La quiétude dans laquelle baignent les populations riveraines des frontières nord de la Côte d’Ivoire repose sur la confiance qu’elles ont en leurs institutions. Notamment en l’armée, la gendarmerie et la police.
- La population dort... l’armée veille
La Côte d’Ivoire a pris, au haut niveau, très au sérieux les menaces que font courir au pays les percées djihadistes au Burkina Faso et au Mali. Le Conseil national de sécurité a tenu de nombreuses réunions sur la menace djihadiste avant même qu’elle ne se présente à nos portes. D’importants investissements ont été consentis, sur instruction du Président de la République, à la sécurité nationale.
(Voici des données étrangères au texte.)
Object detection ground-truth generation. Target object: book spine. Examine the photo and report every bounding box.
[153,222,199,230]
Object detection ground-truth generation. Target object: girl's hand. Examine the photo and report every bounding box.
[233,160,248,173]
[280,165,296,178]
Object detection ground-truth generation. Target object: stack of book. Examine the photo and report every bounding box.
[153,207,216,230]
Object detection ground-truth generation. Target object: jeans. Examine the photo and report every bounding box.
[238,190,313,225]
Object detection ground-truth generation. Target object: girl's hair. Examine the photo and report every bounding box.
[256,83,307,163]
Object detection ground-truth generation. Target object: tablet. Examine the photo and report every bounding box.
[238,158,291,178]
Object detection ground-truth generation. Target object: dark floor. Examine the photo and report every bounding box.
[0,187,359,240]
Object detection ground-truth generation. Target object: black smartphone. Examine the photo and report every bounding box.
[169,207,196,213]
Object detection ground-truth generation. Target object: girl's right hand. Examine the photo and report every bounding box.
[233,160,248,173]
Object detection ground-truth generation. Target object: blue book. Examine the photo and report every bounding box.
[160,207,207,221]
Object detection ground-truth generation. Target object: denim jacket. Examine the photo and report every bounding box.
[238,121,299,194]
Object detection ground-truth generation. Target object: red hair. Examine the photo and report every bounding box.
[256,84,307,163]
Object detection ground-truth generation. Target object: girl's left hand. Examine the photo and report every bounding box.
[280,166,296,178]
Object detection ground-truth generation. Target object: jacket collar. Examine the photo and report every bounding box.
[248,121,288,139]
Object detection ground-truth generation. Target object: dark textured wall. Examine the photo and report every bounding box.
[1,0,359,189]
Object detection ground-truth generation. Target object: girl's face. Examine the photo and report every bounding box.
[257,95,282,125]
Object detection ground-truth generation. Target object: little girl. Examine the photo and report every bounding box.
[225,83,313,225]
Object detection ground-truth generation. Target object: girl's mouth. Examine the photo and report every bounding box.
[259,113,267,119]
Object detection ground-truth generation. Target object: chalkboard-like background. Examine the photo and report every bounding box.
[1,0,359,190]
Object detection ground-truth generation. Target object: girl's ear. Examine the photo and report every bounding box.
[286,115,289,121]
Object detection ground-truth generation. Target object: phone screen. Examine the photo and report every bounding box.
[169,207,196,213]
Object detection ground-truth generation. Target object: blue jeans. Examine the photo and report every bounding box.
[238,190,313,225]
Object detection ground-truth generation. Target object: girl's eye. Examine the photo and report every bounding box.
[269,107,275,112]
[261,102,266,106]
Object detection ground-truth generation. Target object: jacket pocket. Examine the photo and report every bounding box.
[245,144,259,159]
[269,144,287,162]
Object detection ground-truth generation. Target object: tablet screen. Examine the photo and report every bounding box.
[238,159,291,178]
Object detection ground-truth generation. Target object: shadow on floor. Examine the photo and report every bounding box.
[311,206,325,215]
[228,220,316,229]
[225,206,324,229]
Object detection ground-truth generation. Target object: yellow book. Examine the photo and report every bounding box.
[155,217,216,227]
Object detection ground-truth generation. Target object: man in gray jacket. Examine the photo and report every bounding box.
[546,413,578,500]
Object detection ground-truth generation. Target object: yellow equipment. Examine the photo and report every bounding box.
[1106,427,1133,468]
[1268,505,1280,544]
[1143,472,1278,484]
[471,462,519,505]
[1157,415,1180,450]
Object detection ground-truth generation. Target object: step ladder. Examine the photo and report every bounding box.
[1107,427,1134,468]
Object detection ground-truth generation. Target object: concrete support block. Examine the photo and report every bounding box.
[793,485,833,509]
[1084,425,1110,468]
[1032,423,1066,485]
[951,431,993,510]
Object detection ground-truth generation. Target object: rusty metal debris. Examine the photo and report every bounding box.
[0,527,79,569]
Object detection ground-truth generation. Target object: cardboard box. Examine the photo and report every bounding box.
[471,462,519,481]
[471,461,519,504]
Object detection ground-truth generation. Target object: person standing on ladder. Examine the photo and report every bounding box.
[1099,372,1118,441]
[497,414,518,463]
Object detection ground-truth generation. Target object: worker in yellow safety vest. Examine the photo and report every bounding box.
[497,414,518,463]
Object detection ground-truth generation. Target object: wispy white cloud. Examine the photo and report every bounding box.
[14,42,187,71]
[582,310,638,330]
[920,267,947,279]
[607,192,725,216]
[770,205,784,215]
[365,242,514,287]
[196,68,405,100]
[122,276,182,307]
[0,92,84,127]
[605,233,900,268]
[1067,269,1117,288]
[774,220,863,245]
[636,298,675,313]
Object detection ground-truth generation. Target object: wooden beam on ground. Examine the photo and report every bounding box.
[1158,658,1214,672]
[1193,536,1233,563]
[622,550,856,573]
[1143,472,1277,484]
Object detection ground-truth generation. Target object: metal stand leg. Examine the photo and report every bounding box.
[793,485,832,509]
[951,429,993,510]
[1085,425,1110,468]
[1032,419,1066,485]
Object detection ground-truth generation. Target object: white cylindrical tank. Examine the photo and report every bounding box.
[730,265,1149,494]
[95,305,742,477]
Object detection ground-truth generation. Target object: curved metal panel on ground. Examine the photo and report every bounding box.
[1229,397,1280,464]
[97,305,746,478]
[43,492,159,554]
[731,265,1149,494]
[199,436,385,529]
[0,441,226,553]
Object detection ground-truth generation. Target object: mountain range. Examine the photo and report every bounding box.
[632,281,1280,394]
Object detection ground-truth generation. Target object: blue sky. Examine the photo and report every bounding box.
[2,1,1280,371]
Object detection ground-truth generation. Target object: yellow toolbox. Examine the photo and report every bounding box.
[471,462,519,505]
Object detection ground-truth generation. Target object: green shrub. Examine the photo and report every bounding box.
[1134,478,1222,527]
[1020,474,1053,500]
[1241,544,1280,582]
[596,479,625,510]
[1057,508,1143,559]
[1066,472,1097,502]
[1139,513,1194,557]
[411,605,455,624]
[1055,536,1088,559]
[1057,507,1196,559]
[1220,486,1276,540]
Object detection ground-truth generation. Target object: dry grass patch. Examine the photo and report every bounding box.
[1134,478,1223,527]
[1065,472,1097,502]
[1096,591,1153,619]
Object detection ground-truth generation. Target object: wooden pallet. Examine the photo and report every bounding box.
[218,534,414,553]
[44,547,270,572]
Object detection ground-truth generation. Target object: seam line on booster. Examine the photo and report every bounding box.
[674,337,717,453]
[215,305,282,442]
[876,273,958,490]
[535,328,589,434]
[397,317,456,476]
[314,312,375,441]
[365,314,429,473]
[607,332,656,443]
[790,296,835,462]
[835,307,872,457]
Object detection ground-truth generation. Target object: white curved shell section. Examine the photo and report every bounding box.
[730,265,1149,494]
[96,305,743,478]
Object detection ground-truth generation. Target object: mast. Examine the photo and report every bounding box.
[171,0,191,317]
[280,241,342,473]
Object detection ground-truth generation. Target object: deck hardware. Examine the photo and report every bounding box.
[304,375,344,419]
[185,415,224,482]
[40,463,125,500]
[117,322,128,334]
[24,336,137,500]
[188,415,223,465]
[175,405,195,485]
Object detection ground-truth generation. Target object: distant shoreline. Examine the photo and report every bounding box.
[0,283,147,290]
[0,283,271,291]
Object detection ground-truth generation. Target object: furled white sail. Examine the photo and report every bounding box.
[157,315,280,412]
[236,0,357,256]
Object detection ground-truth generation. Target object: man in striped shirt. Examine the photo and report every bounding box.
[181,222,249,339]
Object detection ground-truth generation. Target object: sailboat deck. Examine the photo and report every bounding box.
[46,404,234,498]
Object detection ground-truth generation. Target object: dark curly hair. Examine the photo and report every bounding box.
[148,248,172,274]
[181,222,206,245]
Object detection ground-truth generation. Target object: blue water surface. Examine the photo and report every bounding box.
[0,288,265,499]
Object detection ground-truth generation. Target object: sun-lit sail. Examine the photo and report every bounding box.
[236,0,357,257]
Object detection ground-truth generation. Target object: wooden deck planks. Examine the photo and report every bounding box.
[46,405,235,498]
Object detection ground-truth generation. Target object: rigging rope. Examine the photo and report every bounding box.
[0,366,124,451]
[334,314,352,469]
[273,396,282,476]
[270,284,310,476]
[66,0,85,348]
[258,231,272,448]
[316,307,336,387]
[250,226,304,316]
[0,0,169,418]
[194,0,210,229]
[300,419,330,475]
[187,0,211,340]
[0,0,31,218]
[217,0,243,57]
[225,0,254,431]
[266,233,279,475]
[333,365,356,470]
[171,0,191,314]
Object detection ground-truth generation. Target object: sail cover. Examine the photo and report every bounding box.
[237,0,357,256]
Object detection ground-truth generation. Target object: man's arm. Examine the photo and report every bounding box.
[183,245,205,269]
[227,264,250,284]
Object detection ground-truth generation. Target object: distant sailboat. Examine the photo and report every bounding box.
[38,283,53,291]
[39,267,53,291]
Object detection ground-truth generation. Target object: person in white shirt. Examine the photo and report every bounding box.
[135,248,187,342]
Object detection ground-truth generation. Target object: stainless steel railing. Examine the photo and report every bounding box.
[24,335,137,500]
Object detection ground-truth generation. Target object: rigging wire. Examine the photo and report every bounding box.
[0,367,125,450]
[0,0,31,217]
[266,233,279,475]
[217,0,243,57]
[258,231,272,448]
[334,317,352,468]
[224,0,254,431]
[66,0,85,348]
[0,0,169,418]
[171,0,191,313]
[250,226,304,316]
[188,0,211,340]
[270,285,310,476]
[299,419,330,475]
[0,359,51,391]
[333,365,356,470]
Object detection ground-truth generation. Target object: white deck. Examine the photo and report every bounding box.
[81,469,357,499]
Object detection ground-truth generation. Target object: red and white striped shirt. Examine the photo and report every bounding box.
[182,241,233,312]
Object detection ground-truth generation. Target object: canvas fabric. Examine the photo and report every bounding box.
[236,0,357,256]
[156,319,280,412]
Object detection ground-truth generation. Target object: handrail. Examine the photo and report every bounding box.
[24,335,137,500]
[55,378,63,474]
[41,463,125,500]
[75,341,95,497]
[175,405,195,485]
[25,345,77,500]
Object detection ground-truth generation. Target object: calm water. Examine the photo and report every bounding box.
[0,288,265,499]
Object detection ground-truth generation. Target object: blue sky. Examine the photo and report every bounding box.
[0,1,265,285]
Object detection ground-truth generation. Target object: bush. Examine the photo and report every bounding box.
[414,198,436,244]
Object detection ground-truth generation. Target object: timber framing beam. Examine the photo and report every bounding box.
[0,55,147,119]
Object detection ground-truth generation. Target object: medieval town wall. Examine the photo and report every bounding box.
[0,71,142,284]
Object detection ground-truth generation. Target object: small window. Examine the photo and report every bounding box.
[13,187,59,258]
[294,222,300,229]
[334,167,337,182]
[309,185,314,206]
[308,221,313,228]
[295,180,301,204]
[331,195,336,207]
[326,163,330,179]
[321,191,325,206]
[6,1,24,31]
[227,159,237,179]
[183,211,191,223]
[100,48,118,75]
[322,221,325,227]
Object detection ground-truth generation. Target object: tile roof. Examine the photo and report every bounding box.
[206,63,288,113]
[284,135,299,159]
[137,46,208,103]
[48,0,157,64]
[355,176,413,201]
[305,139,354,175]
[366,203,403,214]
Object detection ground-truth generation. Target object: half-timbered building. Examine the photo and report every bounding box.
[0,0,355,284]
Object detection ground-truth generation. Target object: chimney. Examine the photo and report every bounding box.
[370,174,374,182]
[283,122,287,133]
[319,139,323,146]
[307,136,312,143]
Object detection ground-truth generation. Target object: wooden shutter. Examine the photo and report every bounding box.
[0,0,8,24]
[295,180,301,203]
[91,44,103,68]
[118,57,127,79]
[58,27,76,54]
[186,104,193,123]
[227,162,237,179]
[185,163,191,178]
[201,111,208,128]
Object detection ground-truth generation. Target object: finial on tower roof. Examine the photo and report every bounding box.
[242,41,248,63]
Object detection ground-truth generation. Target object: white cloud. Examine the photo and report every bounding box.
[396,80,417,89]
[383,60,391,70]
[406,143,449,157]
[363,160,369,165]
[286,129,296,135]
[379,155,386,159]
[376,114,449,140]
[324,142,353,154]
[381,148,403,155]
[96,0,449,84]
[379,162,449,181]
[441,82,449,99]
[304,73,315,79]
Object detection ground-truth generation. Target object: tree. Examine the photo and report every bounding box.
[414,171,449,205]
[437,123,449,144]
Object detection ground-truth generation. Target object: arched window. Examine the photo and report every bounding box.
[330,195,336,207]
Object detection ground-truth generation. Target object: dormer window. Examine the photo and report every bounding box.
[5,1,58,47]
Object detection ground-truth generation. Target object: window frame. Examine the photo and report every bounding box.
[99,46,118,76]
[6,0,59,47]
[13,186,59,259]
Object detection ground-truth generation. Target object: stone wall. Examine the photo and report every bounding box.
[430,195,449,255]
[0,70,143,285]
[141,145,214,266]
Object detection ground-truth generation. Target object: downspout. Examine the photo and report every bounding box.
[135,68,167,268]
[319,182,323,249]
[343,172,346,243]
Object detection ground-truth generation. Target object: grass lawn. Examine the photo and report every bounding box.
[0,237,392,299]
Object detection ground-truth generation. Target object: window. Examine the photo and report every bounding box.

Les équipements adéquats et bien modernes ont été mis à la disposition des unités opérationnelles. Il y a aussi et surtout la formation des hommes qui a été et est toujours inscrite au chapitre des priorités. La Côte d’Ivoire dispose aujourd’hui de soldats rompus à la lutte contre le djihadisme. Elle a même des hommes et femmes à Tombouctou et Gao.
Elle dispose aussi d’encadreurs chevronnés. Étant eux-mêmes des commandos ou forces spéciales. La présence des unités en charge de la sécurisation rassure les populations. Lesquelles populations sont associées via les préfets, à la gestion quotidienne des risques. Tout ce dispositif concourt à la sérénité.